Azara (Emma McLoughlin): An open exhibition between all three communities – Keotpara, Hatkhwapara and Hirapara was organised in Azara Public Hall on Wednesday (July 9), and to say it was a success would be an understatement! On the way to the hall early Wednesday morning, I felt a bit daunted by the day that lay ahead. Our experience of Indian punctuality has been stressful at times! Also, the event was scheduled between 10.00 am and 6.00 pm so I was worried that it would be a thin crowd coming and going due to it being such a drawn out period of time. My fears quickly dissipated as some of our community members were there to help us set up at 8.30am! A feeling of great hope built up as we rushed around frantically searching for scissors and sellotape to set up the stalls for each of our village. The whole thing took shape fantastically and the team worked together seamlessly.

The Exhibition Stall from Hirapara

The Exhibition Stall from Hirapara

The crowds and communities started arriving in force. The stands were full of artwork made by children and adults alike. There were handmade crafts ranging from vases to handbags. The people bustled around enthusiastically and there was a great buzz in the air!

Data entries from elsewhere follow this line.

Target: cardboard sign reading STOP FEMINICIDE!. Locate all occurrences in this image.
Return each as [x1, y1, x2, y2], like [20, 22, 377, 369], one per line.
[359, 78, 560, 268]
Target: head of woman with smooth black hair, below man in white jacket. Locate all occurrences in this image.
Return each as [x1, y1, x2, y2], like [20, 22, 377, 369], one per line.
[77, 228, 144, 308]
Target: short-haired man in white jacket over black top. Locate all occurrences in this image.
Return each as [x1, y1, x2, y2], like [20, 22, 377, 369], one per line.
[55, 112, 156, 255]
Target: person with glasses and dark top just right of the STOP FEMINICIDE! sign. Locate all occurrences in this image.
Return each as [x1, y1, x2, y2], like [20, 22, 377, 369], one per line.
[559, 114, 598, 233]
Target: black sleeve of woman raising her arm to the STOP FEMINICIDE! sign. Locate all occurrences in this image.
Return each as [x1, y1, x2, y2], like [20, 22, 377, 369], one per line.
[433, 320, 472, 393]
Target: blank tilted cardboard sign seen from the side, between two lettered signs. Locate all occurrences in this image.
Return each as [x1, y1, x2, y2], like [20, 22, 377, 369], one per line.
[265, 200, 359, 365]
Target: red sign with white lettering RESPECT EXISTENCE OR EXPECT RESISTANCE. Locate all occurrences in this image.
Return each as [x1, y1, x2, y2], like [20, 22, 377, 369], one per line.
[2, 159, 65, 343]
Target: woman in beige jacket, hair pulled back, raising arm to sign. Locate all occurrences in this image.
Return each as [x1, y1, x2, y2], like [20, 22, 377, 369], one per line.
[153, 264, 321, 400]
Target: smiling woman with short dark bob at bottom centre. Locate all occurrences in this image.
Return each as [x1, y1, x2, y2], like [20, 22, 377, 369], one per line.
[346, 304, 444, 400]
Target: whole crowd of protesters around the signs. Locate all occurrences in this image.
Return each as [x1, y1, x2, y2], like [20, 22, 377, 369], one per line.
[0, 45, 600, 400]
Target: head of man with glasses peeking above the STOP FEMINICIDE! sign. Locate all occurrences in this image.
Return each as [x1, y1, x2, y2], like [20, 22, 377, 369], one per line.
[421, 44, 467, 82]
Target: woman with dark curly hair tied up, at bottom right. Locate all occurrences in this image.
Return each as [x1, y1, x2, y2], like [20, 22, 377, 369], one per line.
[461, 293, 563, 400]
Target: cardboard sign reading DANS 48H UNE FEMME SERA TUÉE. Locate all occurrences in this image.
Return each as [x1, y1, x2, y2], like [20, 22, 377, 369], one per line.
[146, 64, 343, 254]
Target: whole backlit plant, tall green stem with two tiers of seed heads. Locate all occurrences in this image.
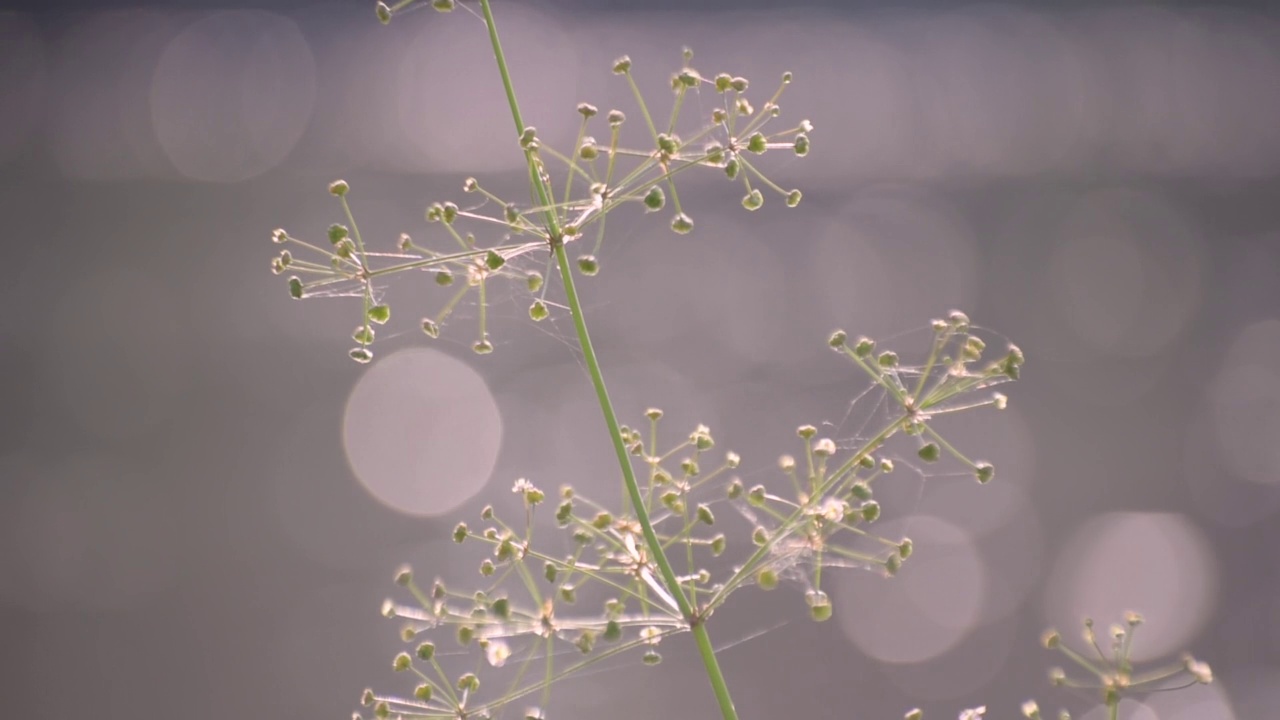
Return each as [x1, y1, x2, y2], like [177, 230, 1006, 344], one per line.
[273, 0, 1207, 720]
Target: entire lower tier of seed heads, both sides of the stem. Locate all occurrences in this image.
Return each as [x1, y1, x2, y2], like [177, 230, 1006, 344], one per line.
[355, 313, 1021, 717]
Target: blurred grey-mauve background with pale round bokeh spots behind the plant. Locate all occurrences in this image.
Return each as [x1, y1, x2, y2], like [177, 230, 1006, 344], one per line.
[0, 0, 1280, 720]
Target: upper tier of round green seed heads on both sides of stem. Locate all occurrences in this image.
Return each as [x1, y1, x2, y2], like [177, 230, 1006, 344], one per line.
[271, 14, 813, 363]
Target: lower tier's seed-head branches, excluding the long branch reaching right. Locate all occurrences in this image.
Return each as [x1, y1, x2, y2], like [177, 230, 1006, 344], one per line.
[362, 410, 739, 717]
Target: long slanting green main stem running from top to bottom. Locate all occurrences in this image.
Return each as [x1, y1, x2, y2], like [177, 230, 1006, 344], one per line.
[480, 0, 737, 720]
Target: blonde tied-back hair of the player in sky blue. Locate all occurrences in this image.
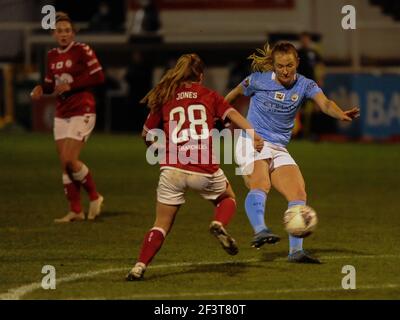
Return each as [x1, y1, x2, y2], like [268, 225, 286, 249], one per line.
[247, 42, 298, 72]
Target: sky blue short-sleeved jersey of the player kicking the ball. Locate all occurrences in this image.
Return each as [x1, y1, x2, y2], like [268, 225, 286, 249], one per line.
[241, 72, 322, 147]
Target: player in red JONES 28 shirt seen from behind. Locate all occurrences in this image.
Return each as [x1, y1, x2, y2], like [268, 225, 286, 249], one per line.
[126, 54, 263, 281]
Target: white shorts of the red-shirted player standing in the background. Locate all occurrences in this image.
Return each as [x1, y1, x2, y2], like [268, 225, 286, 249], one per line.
[54, 113, 96, 142]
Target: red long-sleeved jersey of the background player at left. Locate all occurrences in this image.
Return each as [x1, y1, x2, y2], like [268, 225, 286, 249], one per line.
[44, 42, 104, 118]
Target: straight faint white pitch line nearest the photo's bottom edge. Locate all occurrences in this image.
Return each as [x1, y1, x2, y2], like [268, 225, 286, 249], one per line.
[76, 283, 400, 300]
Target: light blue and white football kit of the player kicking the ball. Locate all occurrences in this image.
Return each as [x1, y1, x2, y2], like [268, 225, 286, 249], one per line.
[241, 72, 322, 254]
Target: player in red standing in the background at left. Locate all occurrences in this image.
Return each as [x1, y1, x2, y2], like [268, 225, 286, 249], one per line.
[31, 13, 104, 222]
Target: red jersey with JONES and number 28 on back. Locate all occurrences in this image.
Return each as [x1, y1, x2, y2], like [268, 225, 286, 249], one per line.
[143, 83, 233, 175]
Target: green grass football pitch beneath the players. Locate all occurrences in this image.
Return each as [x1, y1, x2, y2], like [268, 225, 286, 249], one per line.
[0, 134, 400, 299]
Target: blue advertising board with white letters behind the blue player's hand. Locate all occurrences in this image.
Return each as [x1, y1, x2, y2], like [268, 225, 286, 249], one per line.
[324, 73, 400, 139]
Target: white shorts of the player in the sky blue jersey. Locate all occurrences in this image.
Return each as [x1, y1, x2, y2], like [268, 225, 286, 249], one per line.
[235, 135, 297, 175]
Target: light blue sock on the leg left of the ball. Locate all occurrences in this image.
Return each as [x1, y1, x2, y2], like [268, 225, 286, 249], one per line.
[244, 189, 267, 233]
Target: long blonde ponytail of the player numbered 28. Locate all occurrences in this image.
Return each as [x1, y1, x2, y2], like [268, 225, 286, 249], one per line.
[140, 53, 204, 113]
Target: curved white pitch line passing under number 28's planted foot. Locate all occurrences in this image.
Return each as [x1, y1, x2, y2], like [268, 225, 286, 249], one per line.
[0, 255, 400, 300]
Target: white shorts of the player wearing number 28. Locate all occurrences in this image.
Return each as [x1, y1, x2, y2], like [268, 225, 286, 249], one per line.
[157, 168, 228, 205]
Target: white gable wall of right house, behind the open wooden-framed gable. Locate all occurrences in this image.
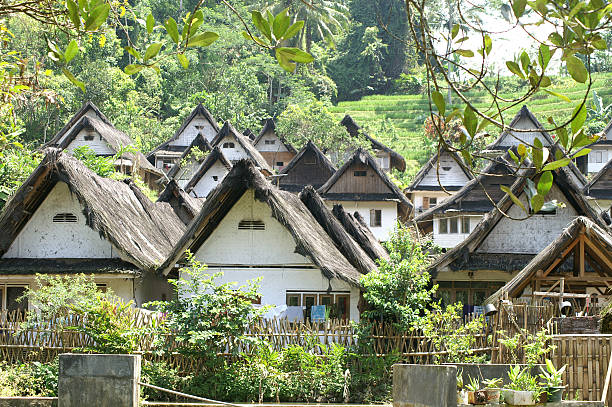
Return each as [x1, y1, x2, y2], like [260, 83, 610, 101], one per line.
[476, 184, 578, 254]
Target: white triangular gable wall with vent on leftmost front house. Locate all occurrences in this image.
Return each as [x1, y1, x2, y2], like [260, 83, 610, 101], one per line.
[3, 182, 119, 258]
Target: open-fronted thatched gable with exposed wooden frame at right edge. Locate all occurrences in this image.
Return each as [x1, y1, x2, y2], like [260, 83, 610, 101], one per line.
[487, 216, 612, 302]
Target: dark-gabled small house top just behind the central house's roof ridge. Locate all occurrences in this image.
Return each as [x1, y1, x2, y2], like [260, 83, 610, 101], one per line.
[279, 141, 336, 192]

The performances started and it was just brilliant to see such a huge celebration of culture. Indian and Irish volunteers performed as well as children, adolescents and women from the villages. We had songs as Gaeilge, in Assamese, a magic show, traditional dance, contemporary dance and even a makeshift river dance with our friends from Global Schoolroom. The crowd loved it and we had a ball doing as well.

Musical Chair game in progress

Musical Chair game in progress

There was a huge number of people in attendance throughout the day and instead of fizzling out towards the evening, more people actually arrived. Approximately 500 people joined the event, people of all ages, enjoying the day and seeing the hard work put in by the members of the community. We had lovely refreshments, we played football and musical chairs, we got to know more people and just generally had an amazing time. At certain points, when the speakers were turned up, it was more like a massive community dance party than an exhibition! But such was the spirit of the day.

Common Dance on a Common Dance Floor

Common Dance on a Common Dance Floor

It was definitely the perfect way to showcase the hard work put in by UCDVO and ADBU over the last month. More importantly, it was a great way for the women and girls of the communities to showcase and be proud of their amazing talents. They had the opportunity to sell their crafts and some of them even had orders placed for more! It was a great chance for us all to celebrate the close relationship we have built over the last month and to celebrate different people, talents and cultures coming together to have fun.

It was not just a success but a ‘grand success’, and a great story to tell in life.